Op 16 oktober 2025 heeft de Rechtbank Amsterdam uitspraak gedaan in een zaak betreffende de uitvoering van een Europees aanhoudingsbevel (EAB) dat was uitgevaardigd door de District Court in Wrocław, Polen. Het EAB, dat dateert van 22 februari 2024, verzoekt om de aanhouding en overlevering van een opgeëiste persoon, geboren in Polen in 1991, die momenteel gedetineerd is in Nederland. De rechtbank heeft de behandeling van het EAB op 2 oktober 2025 gehouden, waarbij de opgeëiste persoon aanwezig was, bijgestaan door zijn raadsman, mr. J.W. Ebbink, en een tolk in de Poolse taal. De rechtbank heeft de termijn voor uitspraak verlengd en de gevangenhouding bevolen.

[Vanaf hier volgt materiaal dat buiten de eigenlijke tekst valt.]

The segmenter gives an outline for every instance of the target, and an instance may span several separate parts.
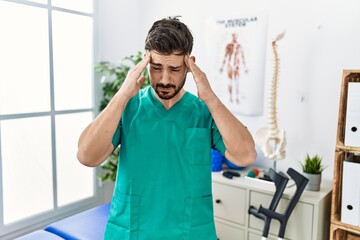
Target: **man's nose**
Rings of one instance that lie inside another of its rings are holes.
[[[170,73],[168,70],[164,70],[161,76],[161,83],[168,84],[170,83]]]

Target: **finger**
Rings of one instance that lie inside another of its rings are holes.
[[[134,71],[141,74],[150,62],[150,53],[146,52],[143,59],[134,67]]]
[[[201,69],[195,64],[194,60],[192,60],[191,58],[187,59],[187,65],[193,75],[199,75],[203,73]]]
[[[141,76],[136,82],[139,84],[139,86],[142,86],[145,82],[145,76]]]

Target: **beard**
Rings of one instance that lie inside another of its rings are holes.
[[[156,94],[159,96],[159,98],[164,100],[169,100],[175,97],[180,92],[180,90],[184,87],[185,80],[186,80],[186,76],[178,86],[174,84],[162,84],[162,83],[158,83],[155,86],[153,84],[151,85],[155,90]]]

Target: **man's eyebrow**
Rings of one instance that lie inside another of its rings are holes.
[[[151,65],[154,65],[156,67],[163,67],[163,65],[161,63],[154,63],[154,62],[150,62]],[[178,68],[181,68],[181,66],[169,66],[170,69],[178,69]]]
[[[182,65],[181,66],[169,66],[169,68],[171,68],[171,69],[177,69],[177,68],[181,68],[182,67]]]
[[[158,66],[158,67],[162,67],[162,64],[161,64],[161,63],[154,63],[154,62],[151,62],[151,61],[150,61],[150,64],[151,64],[151,65]]]

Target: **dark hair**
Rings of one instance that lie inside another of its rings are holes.
[[[168,17],[156,21],[145,39],[145,50],[155,50],[161,54],[190,54],[193,36],[189,28],[177,17]]]

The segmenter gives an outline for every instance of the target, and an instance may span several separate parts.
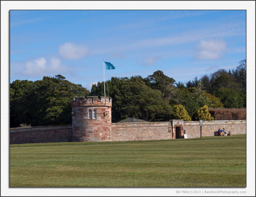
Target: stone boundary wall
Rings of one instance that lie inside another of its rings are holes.
[[[202,127],[202,137],[214,136],[214,131],[219,129],[225,128],[227,133],[230,131],[231,135],[244,134],[246,133],[246,120],[215,120],[204,121]],[[195,138],[200,137],[200,127],[199,121],[184,122],[184,133],[188,138]]]
[[[170,122],[113,123],[111,141],[170,139]]]
[[[214,131],[225,128],[232,135],[246,134],[246,120],[204,121],[202,136],[214,136]],[[198,121],[184,122],[184,130],[188,138],[200,137]],[[170,122],[113,123],[110,141],[138,141],[172,139]],[[68,142],[72,139],[71,125],[40,126],[11,129],[10,144]]]
[[[18,127],[10,132],[10,144],[71,141],[72,138],[71,125]]]

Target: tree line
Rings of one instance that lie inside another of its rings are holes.
[[[145,78],[112,77],[106,82],[107,95],[113,99],[112,122],[129,117],[157,122],[178,118],[196,120],[208,118],[207,107],[246,107],[246,65],[243,59],[236,69],[220,69],[186,84],[176,83],[161,70]],[[10,90],[11,127],[21,123],[68,124],[71,98],[104,95],[104,82],[93,84],[89,91],[58,75],[35,82],[16,80]]]

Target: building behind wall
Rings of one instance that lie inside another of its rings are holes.
[[[75,97],[72,100],[72,124],[10,129],[10,144],[64,141],[116,141],[175,139],[200,137],[198,121],[148,122],[128,118],[111,123],[109,97]],[[205,121],[202,136],[214,136],[218,129],[232,134],[246,134],[246,120]],[[218,138],[218,137],[216,137]]]
[[[74,141],[111,141],[112,100],[75,97],[72,100]]]

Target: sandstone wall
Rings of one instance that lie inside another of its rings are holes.
[[[109,97],[75,97],[72,101],[74,141],[111,141],[112,100]],[[92,113],[96,110],[97,117]]]
[[[225,128],[227,132],[230,131],[232,135],[246,134],[246,121],[204,121],[202,136],[213,136],[214,131],[220,128]],[[115,123],[112,123],[111,129],[110,141],[170,139],[173,137],[170,122]],[[200,138],[200,130],[199,122],[184,122],[184,131],[188,138]],[[10,144],[66,142],[72,139],[71,125],[15,128],[11,129],[10,133]]]
[[[246,134],[246,120],[219,120],[204,121],[202,125],[202,137],[214,136],[214,131],[225,128],[227,133],[230,131],[232,135]],[[184,122],[184,132],[188,138],[200,137],[199,121]]]
[[[10,144],[71,141],[71,125],[11,129]]]
[[[111,141],[136,141],[172,139],[171,123],[113,123]]]

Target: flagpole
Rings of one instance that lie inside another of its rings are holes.
[[[106,97],[106,91],[105,91],[105,68],[104,65],[104,60],[103,61],[103,78],[104,79],[104,97]]]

De rechtbank heeft vastgesteld dat de opgeëiste persoon niet in persoon is verschenen bij het proces dat heeft geleid tot het vonnis in Polen, maar heeft besloten om af te zien van de bevoegdheid om de overlevering te weigeren. Dit besluit is genomen op basis van de omstandigheden rondom de oproeping voor de zitting in Polen, die niet is afgehaald, en de verplichtingen van de opgeëiste persoon om bereikbaar te zijn voor de Poolse justitiële autoriteiten. De rechtbank concludeert dat de opgeëiste persoon op de hoogte was van de procedure en dat de overlevering geen schending van zijn verdedigingsrechten oplevert.
De rechtbank heeft verder vastgesteld dat de feiten waarvoor de overlevering wordt verzocht, onder de Nederlandse wetgeving als strafbaar zijn gekwalificeerd, namelijk als diefstal door twee of meer verenigde personen, meermalen gepleegd. De rechtbank heeft geoordeeld dat er geen weigeringsgronden zijn die zich verzetten tegen de overlevering en heeft deze derhalve toegestaan. De uitspraak is openbaar uitgesproken en er staat geen gewoon rechtsmiddel open tegen deze beslissing.